We have some guests in town so it will be a couple more days until I’m back to the regular blogging schedule, but I did manage to install Leopard this weekend.

As an OS, so far it looks great. The upgrade went without a hitch and everything seems to be working well. I still need to dig into my Unix tools and the less-frequently used applications, but the day to day stuff is all working fine.

The security updates are a bit of a mixed bag. Tom at Matasano posted a really good technical summary of how Apple implemented some key new security features. I’ve also talked to a couple other researchers who have dug in.

The summary is that Apple is dipping their toes, but needs to fully implement the features if we’re to see the security benefits.
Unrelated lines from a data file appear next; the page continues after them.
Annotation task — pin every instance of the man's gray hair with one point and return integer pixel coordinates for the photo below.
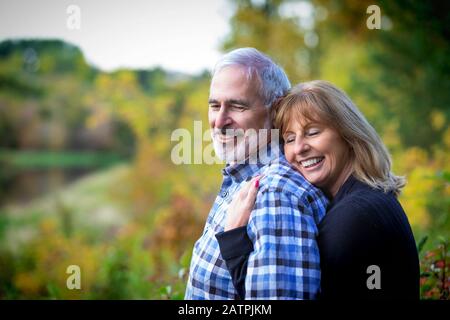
(273, 81)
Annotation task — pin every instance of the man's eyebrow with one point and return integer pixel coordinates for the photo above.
(232, 101)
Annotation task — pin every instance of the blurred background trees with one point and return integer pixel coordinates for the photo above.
(85, 170)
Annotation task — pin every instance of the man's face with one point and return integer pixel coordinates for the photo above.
(235, 107)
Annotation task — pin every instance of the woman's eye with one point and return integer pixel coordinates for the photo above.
(313, 133)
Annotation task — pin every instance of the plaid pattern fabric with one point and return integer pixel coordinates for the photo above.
(285, 263)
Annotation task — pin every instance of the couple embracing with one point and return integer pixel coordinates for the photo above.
(318, 216)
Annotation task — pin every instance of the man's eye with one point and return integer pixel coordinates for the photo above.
(238, 108)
Library Randomization seems to be only a partial implementation. Check out Tom’s details, but I validated this through another source and it’s unlikely this will offer the buffer overflow protection we’re looking for. As Tom describes, it’s more of a speed bump than a wall.

The firewall may be better, but we’ll never know. The user interface is so simple as to be nearly useless and despite the simplicity is more confusing. It’s all or nothing (block all incoming connections, or allow all incoming connections, or select applications to secure).

Later this week or next weekend I’ll have time to play with it more, but the firewall changes don’t look good and may place more people at risk.

There are a bunch of other implementation problems. I’d say, right now, my earlier statements that this is the most significant security improvement in the OS X line are premature. The components are there, but the execution is off. It’s nothing they can’t easily fix in some regular updates, and we (the customers) need to stay on Apple to finish the job.